Press Briefing by the United Nations Information Service, 27 May 2022 – Food price hikes in Malawi


Tomson Phiri, for the World Food Program (WFP), said soaring food prices were being seen in Malawi which had started to push the poor onto the brink of hunger,. Rising global food prices as a result of covid 19 had adversely affected Malawi in 2020/2021. In newer WFP assessment, these challenges were further exacerbated by the effects of the Ukraine crisis. Over the last three months the cost of the food basket has increased by 18 percent in the country, registering the highest increase in Southern Africa. WFP expected a worsening situation if the price of the food basket remained high. 50 percent of Malawi’s population were already living in poverty, on less than 2 USD a day prior to these price hikes.

Mr. Phiri said that the price of bread had increased by 50 percent in the last three months. Interviews with bakery owners revealed that the retail price of a 50kg bag of wheat flour had risen by 42 percent. Malawi imported 100 percent of its petroleum and diesel, the prices of which had increase by 54 precent and 64 percent respectively, triggering an upsurge in the price of food. Fertiliser prices in Malawi were at an all time high; 130 – 160 percent higher than in 2020. As of the first week of May 2022, the price of beans had increased by 28 percent compared to the same time last year. The government of Malawi had removed its commodity tax on cooking oils since April, however prices remained high, reflecting a 300 percent increase compared with November 2020.

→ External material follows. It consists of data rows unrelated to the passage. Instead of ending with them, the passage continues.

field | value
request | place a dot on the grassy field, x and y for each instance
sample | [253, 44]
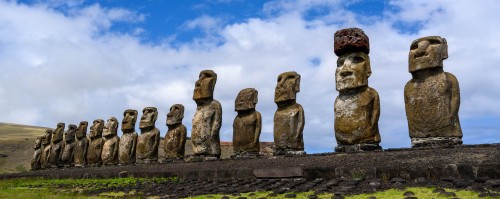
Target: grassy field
[17, 142]
[82, 188]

It was supposed to be a time of plenty in Africa right now, and the agricultural harvest and maize prices were anticipated to fall. However, maize prices rose sharply last month. If food prices continued to rise, the WFP would be affected in two ways. It would cost more to provide food for the hungry, and even to provide cash assistance. Secondly, this meant the existing financial resources would not last as long and would be stretched. On average, the WFP assisted 1.5 million people every year, and had been forced to provide reduced assistance to 400,000 people as a result of climate shocks. Some 2.9 million dollars were required to provide support to 22,500 families who had been affected by floods. WFP required 3.4 million dollars to continue providing vital food assistance to 48,000 refugees. Mr. Phiri concluded saying that while Malawi might not make headline news with all the crises happening in the world, this might be another potential huge crisis down the line.

Responding to questions, Mr. Phiri said the crisis in Ukraine had the potential to wreak havoc in many countries. While countries which relied on direct imports of their wheat are on the front line, there were other countries which were going under the radar but were equally affected – like Malawi. It was difficult to say whether Malawi was the most affected; time would tell, but the impact would definitely be high. WFP did not have the exact number of affected people yet.